KEY POINTS:
A baby tuatara born from an egg laid on Matiu/Somes Island in Wellington Harbour has proved the success of a 9-year-old conservation programme.
The new tuatara came from an egg found on Somes, and is the first known offspring of 54 Brothers Island tuatara transferred to the haven nine years ago.
Another birth may be coming - the egg was one of two taken from a buried nest on the island in May to be incubated at Victoria University's School of Biological Sciences.
The Department of Conservation and tuatara experts from the university had long suspected the island's "robust and healthy" tuatara were breeding, and they now have proof.
The reptiles bury their tiny eggs in the ground, leaving no trace of where they are hidden.
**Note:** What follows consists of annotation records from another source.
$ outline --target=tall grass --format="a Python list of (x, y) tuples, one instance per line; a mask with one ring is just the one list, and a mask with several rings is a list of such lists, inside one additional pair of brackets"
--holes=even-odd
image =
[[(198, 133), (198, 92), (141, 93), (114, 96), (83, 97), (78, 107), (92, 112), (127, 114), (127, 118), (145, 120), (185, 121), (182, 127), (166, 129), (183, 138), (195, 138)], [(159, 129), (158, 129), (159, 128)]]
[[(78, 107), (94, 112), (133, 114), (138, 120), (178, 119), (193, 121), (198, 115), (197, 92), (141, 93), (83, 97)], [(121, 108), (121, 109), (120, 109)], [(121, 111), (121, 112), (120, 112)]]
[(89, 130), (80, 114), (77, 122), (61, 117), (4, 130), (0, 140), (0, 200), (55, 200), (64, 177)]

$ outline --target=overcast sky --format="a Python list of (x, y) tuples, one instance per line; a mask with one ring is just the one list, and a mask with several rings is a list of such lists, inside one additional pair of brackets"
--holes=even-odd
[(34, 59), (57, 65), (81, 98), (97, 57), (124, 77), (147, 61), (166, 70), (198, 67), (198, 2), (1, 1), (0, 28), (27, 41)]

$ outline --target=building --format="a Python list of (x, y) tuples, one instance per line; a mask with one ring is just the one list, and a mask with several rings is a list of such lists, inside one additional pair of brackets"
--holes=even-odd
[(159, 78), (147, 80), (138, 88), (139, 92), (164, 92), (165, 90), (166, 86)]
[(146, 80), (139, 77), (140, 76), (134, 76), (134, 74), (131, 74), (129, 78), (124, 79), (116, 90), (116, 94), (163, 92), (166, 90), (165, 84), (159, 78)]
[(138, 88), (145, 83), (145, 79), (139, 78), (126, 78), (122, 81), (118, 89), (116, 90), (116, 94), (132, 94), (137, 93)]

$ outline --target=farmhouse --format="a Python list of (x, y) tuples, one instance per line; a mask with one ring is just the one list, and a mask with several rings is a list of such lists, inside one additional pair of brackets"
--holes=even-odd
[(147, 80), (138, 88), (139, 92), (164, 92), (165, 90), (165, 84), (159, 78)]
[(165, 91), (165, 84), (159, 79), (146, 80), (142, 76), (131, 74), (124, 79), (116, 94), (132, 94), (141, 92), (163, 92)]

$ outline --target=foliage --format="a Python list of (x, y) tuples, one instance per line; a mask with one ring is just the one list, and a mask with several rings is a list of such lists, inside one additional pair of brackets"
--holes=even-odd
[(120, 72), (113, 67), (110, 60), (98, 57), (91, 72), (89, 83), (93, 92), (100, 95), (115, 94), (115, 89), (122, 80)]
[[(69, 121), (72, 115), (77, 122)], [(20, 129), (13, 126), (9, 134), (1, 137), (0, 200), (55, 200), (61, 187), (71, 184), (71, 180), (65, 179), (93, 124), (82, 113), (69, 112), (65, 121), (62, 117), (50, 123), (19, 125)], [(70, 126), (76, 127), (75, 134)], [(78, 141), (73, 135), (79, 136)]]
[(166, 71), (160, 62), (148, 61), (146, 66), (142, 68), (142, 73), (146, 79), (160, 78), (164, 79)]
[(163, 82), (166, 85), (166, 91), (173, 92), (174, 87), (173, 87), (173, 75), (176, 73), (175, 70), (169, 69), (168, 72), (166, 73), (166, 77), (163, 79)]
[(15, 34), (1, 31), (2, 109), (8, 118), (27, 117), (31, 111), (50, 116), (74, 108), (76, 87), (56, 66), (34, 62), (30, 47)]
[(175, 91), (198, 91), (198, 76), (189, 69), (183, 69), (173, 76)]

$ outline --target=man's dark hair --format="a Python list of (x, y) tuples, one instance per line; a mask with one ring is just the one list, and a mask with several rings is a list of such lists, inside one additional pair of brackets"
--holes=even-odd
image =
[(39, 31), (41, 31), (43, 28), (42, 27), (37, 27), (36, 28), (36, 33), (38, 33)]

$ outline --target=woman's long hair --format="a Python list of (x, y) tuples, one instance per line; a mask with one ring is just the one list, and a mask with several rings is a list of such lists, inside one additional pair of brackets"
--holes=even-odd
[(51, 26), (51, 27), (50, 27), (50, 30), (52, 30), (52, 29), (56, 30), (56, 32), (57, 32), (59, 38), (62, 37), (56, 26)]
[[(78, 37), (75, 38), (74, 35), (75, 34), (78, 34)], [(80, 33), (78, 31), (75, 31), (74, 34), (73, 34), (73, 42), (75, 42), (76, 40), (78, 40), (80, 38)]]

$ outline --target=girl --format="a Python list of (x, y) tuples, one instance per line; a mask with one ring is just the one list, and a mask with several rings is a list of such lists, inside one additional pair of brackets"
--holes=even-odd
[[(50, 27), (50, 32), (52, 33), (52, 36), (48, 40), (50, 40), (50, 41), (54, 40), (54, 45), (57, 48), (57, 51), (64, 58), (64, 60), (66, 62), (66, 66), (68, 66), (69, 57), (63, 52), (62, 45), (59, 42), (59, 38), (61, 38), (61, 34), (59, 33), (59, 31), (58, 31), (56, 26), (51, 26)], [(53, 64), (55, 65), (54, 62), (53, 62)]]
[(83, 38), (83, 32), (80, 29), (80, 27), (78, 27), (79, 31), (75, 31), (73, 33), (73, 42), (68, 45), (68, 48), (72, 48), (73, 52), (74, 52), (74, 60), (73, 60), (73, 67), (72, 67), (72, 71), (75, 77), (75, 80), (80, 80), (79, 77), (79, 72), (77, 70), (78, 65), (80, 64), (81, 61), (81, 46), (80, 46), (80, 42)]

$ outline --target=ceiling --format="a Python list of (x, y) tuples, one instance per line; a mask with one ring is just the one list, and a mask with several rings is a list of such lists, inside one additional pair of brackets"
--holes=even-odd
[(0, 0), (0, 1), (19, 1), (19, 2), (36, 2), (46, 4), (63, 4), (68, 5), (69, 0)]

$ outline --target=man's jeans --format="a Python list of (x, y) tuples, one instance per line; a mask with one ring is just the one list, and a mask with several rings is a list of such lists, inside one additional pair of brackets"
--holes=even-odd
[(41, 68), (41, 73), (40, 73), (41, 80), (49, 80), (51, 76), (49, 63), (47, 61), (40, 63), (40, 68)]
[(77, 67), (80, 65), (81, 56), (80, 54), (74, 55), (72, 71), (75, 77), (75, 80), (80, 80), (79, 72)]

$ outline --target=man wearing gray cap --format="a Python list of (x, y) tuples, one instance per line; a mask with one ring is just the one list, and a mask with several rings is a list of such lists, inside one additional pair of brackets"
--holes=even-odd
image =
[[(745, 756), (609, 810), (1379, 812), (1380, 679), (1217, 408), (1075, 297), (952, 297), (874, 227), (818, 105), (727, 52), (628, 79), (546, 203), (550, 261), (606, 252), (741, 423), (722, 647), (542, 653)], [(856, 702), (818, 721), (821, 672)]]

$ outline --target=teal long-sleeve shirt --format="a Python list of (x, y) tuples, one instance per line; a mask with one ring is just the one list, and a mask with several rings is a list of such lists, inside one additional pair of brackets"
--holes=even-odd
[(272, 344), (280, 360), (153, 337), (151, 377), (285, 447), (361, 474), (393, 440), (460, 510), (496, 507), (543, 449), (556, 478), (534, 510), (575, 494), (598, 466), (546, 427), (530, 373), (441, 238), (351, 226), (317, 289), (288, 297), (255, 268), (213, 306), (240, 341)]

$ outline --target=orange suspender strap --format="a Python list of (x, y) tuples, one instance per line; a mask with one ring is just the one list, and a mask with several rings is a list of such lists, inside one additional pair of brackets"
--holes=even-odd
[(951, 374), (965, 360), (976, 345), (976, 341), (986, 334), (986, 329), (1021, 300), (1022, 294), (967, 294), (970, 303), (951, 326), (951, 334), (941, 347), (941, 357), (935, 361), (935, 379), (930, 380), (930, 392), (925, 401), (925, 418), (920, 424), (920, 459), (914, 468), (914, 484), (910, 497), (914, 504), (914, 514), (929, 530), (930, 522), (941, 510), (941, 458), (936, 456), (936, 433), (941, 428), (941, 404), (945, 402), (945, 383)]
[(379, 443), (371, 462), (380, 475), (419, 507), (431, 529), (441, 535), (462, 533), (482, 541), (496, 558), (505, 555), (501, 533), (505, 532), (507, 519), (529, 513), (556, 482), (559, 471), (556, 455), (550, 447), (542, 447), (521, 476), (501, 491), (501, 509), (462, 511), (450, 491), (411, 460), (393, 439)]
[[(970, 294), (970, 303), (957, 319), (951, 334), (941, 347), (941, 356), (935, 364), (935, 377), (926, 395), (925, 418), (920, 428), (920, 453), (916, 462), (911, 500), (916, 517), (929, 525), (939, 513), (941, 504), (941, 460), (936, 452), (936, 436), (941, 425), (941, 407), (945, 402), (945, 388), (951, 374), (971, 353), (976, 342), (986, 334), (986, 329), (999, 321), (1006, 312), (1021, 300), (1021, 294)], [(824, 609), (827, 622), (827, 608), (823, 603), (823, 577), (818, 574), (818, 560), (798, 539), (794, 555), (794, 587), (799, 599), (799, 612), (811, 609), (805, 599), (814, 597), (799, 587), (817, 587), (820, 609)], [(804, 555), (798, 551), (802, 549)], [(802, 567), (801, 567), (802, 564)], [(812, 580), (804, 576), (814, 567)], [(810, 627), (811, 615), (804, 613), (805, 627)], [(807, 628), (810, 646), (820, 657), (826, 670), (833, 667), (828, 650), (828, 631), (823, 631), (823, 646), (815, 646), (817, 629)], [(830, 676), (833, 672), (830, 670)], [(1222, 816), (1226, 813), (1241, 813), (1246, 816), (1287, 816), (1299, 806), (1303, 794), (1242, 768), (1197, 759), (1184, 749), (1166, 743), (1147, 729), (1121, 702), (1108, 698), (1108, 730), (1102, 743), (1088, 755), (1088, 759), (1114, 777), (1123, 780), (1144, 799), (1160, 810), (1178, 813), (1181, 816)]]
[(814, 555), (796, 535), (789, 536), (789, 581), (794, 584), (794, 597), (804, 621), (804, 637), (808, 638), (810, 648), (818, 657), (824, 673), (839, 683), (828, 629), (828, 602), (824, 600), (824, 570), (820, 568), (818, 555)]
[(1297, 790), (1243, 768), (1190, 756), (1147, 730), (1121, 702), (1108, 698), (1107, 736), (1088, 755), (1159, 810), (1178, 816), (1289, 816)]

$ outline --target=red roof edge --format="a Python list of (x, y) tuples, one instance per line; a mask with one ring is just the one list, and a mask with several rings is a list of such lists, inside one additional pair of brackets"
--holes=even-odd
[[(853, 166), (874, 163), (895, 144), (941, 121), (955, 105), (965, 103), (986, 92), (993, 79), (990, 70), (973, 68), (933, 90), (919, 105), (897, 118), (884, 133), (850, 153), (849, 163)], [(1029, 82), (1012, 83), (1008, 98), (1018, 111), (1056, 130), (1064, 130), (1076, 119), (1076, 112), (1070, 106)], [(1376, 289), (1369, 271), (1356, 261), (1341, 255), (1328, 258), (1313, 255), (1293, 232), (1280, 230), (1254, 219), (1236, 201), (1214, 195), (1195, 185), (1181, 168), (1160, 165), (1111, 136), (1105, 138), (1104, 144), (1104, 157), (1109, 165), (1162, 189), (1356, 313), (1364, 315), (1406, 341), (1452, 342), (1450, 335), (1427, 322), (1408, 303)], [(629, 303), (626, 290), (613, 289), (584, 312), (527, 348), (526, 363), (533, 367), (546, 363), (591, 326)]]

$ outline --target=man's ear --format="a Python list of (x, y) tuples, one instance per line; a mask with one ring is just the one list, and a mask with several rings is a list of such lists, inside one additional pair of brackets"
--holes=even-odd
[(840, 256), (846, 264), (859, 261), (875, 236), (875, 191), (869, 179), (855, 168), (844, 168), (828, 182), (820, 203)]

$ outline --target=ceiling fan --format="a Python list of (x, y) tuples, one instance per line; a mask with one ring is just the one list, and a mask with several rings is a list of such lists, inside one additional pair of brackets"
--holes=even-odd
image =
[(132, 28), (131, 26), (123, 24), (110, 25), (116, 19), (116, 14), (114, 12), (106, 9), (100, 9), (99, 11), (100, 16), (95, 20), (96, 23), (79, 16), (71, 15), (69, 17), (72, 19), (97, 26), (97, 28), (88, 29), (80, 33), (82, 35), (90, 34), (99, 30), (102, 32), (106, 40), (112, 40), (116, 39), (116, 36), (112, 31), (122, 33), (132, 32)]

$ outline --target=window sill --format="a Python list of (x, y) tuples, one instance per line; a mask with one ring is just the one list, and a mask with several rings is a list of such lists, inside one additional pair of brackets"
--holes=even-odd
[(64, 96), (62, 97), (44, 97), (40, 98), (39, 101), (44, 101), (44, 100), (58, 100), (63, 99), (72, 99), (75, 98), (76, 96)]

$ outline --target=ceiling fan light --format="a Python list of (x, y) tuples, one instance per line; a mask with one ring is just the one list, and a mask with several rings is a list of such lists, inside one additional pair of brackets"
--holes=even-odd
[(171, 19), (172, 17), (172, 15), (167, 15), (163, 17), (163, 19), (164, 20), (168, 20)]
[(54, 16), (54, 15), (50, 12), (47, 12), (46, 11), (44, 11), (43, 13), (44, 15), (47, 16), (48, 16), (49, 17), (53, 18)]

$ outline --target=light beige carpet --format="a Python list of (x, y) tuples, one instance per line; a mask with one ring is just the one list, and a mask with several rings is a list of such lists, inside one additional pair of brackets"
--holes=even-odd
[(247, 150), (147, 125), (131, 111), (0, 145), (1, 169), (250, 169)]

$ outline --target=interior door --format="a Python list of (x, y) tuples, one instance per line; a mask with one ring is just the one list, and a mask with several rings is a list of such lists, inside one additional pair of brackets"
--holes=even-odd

But the chance discovery of eggs beside a track on the island led to last week's hatching.
"The island ranger found two eggs which appeared to have been scratched from a burrow by another tuatara," DoC biodiversity programme manager Peter Simpson said.
"We would have been surprised if they hadn't been breeding, but their buried nests are usually well concealed."
A probe of the burrow revealed six more eggs, two of which appeared to be viable. They were monitored by Victoria University staff, and a fully formed, miniature tuatara emerged from one of the eggs. Its sex has yet to be determined.
"We've been waiting for this for nine years. It's fantastic," said researcher Sue Keall.
" We're all very excited."
The tuatara will be returned as soon as possible to Somes Island.
"We'll look after it until it gets more robust," Ms Keall said, "but in nature parents desert the eggs in the nest as soon as they are laid."